Mytilineos's comments come in response to a recent Bloomberg repor,which outlines the rapid transformation of Indonesia into a dominant force in global metals production.
In a forceful statement published Friday on LinkedIn, Evangelos Mytilineos, chairman and CEO of Metlen, condemned what he described as "criminal mistakes" in European industrial and environmental policy — errors he believes are driving core manufacturing sectors out of Europe and into regions powered by cheap coal and unchecked emissions.
Mytilineos's comments come in response to a recent Bloomberg report titled "Chinese Tycoons Are Turning Indonesia Into an Aluminum Giant" (July 9, 2025), which outlines the rapid transformation of Indonesia into a dominant force in global metals production. Just ten years ago, the country accounted for 7% of the world's nickel output. Today, thanks to a wave of investment from Chinese industrialists and abundant, low-cost coal, that figure has soared to nearly 60%. A similar trend is now reshaping the aluminium sector. Indonesia's vast bauxite reserves, combined with inexpensive labor and coal-fired energy, are enabling the emergence of a powerful smelting industry — one that operates with virtually no carbon costs.

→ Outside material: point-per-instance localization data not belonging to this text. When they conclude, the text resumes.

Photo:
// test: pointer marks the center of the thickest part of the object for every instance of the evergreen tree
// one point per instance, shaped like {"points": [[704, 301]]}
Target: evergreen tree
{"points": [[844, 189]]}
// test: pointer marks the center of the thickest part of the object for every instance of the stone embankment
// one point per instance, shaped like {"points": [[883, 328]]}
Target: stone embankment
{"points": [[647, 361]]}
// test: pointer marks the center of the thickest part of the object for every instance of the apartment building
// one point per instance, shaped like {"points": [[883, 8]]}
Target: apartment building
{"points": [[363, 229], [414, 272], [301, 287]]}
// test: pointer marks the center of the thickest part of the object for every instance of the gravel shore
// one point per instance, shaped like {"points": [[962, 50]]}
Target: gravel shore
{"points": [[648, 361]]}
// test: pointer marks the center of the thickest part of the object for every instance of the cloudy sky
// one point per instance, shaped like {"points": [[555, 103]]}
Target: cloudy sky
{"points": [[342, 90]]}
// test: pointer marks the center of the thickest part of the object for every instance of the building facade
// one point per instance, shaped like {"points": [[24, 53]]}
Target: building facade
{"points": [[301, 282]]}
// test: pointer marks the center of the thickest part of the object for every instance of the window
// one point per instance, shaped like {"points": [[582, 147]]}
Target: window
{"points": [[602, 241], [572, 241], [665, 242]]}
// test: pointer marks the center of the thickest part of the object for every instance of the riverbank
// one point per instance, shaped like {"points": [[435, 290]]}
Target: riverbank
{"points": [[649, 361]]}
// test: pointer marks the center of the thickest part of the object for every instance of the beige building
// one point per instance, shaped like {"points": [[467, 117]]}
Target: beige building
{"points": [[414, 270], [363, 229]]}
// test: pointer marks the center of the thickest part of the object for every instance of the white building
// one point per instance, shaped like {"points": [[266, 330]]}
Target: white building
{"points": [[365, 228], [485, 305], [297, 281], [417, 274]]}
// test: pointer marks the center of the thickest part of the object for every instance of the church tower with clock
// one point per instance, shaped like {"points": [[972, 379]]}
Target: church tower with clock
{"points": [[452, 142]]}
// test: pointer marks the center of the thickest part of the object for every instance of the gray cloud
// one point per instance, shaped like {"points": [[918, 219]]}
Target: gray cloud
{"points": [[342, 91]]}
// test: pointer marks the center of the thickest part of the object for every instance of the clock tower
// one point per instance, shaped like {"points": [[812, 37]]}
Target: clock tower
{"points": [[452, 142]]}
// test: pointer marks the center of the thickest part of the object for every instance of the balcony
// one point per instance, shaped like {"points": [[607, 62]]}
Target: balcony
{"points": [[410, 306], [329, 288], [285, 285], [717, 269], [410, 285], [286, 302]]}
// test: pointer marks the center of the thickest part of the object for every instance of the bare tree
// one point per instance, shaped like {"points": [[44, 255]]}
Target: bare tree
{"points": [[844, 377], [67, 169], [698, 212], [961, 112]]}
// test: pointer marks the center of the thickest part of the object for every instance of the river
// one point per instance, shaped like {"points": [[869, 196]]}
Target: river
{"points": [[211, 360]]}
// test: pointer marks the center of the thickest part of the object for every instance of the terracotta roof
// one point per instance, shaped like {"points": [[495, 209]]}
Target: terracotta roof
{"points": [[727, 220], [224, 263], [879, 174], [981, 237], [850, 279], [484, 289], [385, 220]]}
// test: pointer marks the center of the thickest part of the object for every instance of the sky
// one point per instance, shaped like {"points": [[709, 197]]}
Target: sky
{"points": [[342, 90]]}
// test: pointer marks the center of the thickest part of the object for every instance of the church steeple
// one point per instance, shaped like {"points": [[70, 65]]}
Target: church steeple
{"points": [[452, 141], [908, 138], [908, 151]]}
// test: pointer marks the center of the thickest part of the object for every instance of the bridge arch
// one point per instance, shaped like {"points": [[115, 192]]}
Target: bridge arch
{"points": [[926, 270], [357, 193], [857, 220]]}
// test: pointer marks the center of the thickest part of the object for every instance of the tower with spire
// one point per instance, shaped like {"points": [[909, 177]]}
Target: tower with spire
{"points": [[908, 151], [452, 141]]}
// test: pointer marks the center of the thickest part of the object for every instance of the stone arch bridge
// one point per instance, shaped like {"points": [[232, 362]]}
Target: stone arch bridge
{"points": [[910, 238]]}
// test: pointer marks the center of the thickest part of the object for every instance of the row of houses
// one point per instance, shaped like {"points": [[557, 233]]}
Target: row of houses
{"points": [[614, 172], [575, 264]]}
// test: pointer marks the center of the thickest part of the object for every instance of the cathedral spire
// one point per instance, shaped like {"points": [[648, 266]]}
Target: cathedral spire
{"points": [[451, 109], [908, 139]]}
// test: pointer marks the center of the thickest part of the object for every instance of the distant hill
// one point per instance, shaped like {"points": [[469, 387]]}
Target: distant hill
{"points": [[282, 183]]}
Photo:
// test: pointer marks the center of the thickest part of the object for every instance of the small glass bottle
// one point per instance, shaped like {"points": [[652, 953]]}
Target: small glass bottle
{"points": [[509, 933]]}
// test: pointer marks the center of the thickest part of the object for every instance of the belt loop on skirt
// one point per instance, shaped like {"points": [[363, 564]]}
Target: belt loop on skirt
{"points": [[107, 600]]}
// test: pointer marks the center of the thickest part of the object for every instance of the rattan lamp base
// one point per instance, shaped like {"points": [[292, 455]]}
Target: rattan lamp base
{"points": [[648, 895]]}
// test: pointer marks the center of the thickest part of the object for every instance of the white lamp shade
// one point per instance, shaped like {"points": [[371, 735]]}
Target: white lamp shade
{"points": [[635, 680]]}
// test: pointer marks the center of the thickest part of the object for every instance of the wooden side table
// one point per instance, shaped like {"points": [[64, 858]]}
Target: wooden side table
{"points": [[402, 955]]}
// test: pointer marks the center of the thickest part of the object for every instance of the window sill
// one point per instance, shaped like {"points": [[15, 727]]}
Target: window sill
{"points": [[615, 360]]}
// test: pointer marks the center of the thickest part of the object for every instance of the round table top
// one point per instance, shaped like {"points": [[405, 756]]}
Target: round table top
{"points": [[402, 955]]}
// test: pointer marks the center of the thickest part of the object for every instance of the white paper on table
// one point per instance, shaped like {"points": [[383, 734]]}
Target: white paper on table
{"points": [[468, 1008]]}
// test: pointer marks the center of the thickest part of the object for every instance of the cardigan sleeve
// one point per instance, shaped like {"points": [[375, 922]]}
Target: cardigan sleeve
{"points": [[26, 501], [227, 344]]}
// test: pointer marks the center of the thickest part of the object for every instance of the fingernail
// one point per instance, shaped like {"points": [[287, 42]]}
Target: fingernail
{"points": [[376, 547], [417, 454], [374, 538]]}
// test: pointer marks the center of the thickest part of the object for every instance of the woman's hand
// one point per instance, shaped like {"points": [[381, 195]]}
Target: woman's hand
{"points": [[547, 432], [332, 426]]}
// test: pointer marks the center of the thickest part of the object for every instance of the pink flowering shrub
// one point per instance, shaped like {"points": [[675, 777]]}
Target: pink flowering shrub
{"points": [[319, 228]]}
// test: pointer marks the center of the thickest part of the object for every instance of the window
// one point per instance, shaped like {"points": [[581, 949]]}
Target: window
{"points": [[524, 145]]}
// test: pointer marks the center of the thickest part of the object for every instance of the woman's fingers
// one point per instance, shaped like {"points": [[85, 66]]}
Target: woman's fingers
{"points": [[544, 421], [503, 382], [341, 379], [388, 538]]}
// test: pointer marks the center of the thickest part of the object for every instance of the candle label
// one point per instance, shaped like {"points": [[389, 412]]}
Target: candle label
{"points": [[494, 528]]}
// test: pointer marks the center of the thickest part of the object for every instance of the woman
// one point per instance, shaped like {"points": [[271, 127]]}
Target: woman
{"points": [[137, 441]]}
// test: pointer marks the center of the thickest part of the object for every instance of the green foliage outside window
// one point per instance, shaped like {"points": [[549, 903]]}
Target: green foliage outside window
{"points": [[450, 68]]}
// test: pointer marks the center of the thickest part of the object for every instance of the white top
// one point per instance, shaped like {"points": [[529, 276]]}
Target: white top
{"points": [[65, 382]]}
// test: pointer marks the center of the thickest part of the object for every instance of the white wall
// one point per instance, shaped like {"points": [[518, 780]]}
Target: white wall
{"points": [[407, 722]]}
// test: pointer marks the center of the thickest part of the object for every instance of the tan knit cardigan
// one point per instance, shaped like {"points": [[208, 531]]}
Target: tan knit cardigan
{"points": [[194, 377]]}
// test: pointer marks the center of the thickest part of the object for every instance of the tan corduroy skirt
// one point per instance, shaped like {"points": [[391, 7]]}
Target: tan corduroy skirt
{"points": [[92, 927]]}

This, Mytilineos argues, is the exact opposite of what Europe's climate strategy intends. And yet, it is the continent's own aluminium value chain — notably alumina processing and recycling — that is being penalized under the EU's Emissions Trading System (ETS). These two segments of the industry, which produce significantly fewer emissions than primary smelting, are subjected to a one-size-fits-all benchmark that fails to reflect their lower carbon footprint. As a result, European producers face escalating costs that undermine their global competitiveness, despite being among the cleanest operators in the world.

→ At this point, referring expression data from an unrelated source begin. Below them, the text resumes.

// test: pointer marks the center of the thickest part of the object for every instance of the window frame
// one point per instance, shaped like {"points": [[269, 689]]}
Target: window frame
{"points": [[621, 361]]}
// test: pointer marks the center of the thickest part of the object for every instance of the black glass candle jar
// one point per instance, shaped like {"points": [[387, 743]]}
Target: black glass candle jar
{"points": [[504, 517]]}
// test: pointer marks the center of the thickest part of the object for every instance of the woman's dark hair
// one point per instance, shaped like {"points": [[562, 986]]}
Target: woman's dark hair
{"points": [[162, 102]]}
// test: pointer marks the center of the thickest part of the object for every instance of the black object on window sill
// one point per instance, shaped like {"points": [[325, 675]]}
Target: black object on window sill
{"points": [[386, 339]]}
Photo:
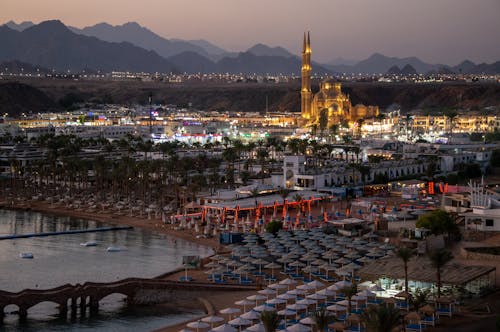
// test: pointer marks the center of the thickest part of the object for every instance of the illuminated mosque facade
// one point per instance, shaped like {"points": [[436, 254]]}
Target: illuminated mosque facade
{"points": [[329, 99]]}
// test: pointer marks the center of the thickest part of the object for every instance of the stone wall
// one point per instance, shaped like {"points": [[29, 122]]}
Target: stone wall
{"points": [[478, 255]]}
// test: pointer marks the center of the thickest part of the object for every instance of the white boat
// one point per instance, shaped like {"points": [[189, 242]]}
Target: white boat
{"points": [[113, 249], [89, 244], [26, 255]]}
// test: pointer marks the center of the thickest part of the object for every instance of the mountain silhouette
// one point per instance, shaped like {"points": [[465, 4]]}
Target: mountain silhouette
{"points": [[21, 26], [264, 50], [51, 44], [140, 36]]}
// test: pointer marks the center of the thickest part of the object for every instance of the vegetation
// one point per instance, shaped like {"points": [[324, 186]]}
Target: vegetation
{"points": [[438, 222], [439, 258], [381, 318], [419, 298], [270, 320], [495, 158], [405, 254]]}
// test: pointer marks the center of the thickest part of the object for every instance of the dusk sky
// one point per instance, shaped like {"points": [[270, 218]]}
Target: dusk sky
{"points": [[445, 31]]}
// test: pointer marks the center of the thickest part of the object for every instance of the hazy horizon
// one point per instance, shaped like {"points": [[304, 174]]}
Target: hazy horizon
{"points": [[436, 31]]}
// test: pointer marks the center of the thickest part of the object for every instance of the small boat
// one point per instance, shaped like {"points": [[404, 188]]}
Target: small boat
{"points": [[28, 255], [113, 249], [89, 244]]}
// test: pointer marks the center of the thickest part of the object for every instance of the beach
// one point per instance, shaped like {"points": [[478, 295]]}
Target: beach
{"points": [[215, 300]]}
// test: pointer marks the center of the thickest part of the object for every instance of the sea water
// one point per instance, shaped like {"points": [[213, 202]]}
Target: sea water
{"points": [[62, 259]]}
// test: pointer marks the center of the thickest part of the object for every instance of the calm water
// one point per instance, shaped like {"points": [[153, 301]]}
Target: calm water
{"points": [[61, 259]]}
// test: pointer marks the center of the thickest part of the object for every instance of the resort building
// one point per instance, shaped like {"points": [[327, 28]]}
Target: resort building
{"points": [[485, 215], [301, 172], [456, 278]]}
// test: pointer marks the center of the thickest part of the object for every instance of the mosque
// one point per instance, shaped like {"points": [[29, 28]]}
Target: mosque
{"points": [[329, 99]]}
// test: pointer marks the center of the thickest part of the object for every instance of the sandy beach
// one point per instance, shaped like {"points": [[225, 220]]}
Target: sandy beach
{"points": [[217, 300]]}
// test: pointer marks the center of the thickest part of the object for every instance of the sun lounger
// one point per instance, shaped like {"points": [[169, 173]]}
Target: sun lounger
{"points": [[296, 276], [413, 327], [444, 312], [428, 320], [327, 279]]}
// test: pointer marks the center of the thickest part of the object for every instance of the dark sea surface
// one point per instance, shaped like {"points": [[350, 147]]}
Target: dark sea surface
{"points": [[61, 259]]}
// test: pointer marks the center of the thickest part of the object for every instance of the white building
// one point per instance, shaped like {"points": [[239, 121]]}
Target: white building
{"points": [[302, 172], [485, 215]]}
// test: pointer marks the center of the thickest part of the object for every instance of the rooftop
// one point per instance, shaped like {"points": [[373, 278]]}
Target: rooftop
{"points": [[420, 269]]}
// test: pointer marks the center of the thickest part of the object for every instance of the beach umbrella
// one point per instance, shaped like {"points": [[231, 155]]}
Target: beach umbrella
{"points": [[307, 321], [296, 307], [256, 297], [212, 264], [306, 301], [244, 303], [305, 287], [272, 266], [275, 301], [342, 284], [286, 312], [337, 326], [251, 315], [359, 298], [264, 307], [366, 293], [298, 328], [229, 311], [345, 303], [288, 282], [296, 292], [326, 292], [316, 296], [212, 319], [316, 284], [256, 328], [198, 325], [267, 292], [286, 296], [276, 286], [318, 262], [260, 262], [224, 328], [412, 317], [239, 322], [336, 308]]}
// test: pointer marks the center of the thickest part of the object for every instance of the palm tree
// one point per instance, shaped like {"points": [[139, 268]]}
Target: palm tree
{"points": [[381, 318], [405, 254], [439, 258], [322, 318], [419, 298], [349, 292], [270, 320]]}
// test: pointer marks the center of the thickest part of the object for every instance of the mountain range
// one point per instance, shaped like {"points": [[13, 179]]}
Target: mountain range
{"points": [[131, 47]]}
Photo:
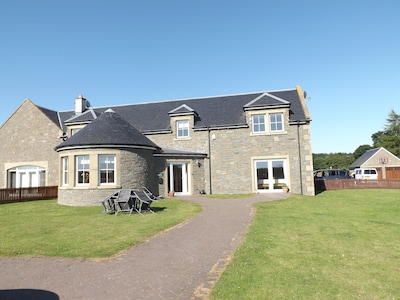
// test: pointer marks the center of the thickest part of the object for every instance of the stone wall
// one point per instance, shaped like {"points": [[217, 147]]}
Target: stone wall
{"points": [[134, 170], [28, 137], [233, 152]]}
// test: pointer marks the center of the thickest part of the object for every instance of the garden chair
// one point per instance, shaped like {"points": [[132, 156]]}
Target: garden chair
{"points": [[125, 201], [109, 203], [142, 202], [151, 195]]}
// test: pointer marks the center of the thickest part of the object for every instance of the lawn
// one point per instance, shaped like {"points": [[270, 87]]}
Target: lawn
{"points": [[44, 228], [337, 245]]}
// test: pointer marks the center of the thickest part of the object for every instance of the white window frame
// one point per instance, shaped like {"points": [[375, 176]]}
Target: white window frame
{"points": [[65, 171], [257, 124], [273, 121], [182, 129], [84, 171], [110, 166], [267, 123]]}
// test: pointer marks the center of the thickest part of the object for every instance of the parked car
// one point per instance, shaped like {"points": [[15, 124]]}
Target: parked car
{"points": [[366, 173], [329, 174]]}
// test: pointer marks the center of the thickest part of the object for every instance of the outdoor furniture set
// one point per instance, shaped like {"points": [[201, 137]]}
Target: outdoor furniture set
{"points": [[129, 200]]}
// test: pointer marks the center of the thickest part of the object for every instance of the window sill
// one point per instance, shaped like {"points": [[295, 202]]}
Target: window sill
{"points": [[268, 133]]}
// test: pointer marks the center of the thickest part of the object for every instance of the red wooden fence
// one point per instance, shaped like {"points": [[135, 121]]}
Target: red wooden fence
{"points": [[28, 194]]}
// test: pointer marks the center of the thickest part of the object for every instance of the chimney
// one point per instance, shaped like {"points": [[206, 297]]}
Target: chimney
{"points": [[80, 105]]}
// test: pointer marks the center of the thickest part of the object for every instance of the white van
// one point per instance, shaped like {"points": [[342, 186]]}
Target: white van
{"points": [[366, 173]]}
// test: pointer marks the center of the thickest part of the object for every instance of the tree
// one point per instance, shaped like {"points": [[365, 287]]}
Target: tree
{"points": [[389, 138], [361, 150]]}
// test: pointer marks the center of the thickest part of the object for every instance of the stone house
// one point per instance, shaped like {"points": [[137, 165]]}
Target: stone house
{"points": [[245, 143], [385, 162]]}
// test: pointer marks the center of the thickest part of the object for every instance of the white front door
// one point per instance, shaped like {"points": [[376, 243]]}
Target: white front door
{"points": [[178, 178], [270, 175]]}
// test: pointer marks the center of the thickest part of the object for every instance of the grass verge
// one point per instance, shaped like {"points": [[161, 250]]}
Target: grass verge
{"points": [[337, 245], [44, 228]]}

In his critique, Mytilineos echoes a growing concern shared by many across the European metals sector. In a recent letter from industry leaders coordinated by European Aluminium, executives warned that the current ETS framework not only fails to incentivize greener production, but actively harms it. The message is clear: Europe is taxing the cleanest producers while allowing carbon-heavy expansion outside its borders to continue unchecked.
Mytilineos argues that urgent reform is needed. He calls for a revision of ETS benchmarks to reflect the specific emissions profiles of alumina refining and recycling, which in many cases produce 90–95% fewer emissions than traditional smelting. He also advocates for a temporary halt on punitive ETS charges targeting producers of critical raw materials — a "stop-the-clock" measure, as he describes it — to prevent irreparable damage to Europe's industrial base.
His warning is blunt: unless European policymakers correct course, they risk accelerating the deindustrialization of the continent, handing over strategic production capacity to regions where carbon has no cost and environmental standards are minimal. The long-term consequence, he cautions, is not just economic decline — but the erosion of Europe's position in the global industrial landscape.